To insist upon feeling like a worm would almost be like a loving spouse telling his beloved how much he adored her and she pushing him away saying, "No, I cannot receive this love because I am such a mess..." How would that make the loving spouse feel? He'd feel rejected and sad because it is a very sad thing when someone is unable or unwilling to receive the love you have for them.

Confession gives us the opportunity to experience that love all over again. It keeps us humble as we realize how fragile we are, how damaged we've been from sin, and how we desperately need the forgiveness of our Father so that we can go out into the Babylon world and try again. Living the holy life and becoming a saint doesn't happen overnight. Every saint that we revere had their own temptations and failings. The difference between them and the nominal Catholic is that they kept hammering away at it, going to Mass faithfully, receiving the sacraments, and understanding the need for grace.

At a certain level, I relished my discomfort as I stood in line. I enjoyed knowing I was being humbled because you see, I have a strong spirit, a pretty healthy-sized ego, and I need to admit more often when I am wrong. The Sacrament of Reconciliation gives me this opportunity and I am more thankful each time I receive it that I have the opportunity to receive it.

The priest made me smile at the end when he told me "welcome home." He said that other churches may be fine and have good things, but they don't have the faith in fullness. If only my other brothers and sisters in Christ could experience this sacrament, they may understand a little more what that fullness entails.

As it is, I thanked God once again for His love for me and for all the priests who so faithfully listen to our prayers. God bless our priests!


Rachel said...

I love that analogy of how a husband would feel if his wife was unable to receive his love. That really brings home that God *wants* us to run to Him and not punish ourselves by waiting outside.

Kelly said...

As a convert I have come to embrace this sacrament and the grace it offers. In the same way God prodded me to the Catholic Church He prodded me to go to Reconciliation and it has become a cherished part of the practice of my faith. Nice blog. Blessings....

Adrienne said...

Our church had a Service scheduled Monday night and not one person showed up. NOT ONE!

As our parish slides more into the 1970's, signs of decline are obvious. Very sad!

Amber said...

*sigh* I love all your posts, but I especially love your "What I Love About Catholicism" posts.
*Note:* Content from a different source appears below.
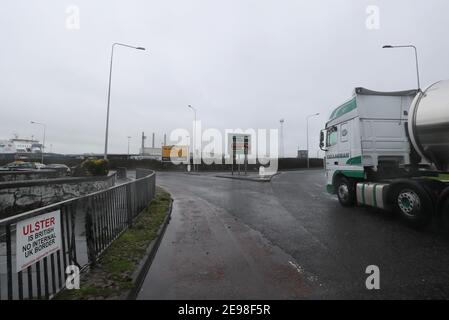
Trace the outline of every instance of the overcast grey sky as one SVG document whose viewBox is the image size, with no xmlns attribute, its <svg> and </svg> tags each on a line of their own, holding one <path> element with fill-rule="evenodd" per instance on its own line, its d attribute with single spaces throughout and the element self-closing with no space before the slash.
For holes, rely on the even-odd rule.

I'm in the middle of converting, still attending RCIA, and Reconciliation is something I'm both looking forward to and dreading. On the one hand, I do believe it's necessary, and I want to be able to confess (and boy is there a lot to confess), but on the other hand, I have to sit there and tell our priest, who is a wonderful man, all the wrong, wrong things I can ever remember doing. And then, do I want to face him? Can I bring myself to look him in the eye and list all of this stuff? Or do I sit behind the screen and feel ridiculous because I can't face him, even though, at least for the first confession, he's certainly going to know its me.

Anyway, sorry for the long ramble. I just wanted to say that hearing about how you've come to appreciate this sacrament more makes me feel a little better about it.


Anonymous said...

I was Baptist until I was 33 & next April will be Catholic 10yrs. This is the most awkward sacrament for me because I was accustomed to praying privately over my sins. I went to our Advent penance service this week. I go to reconciliation but agonize over making a "good" confession. I ended up getting asked to be a reader also. I lector and no one had been assigned to read.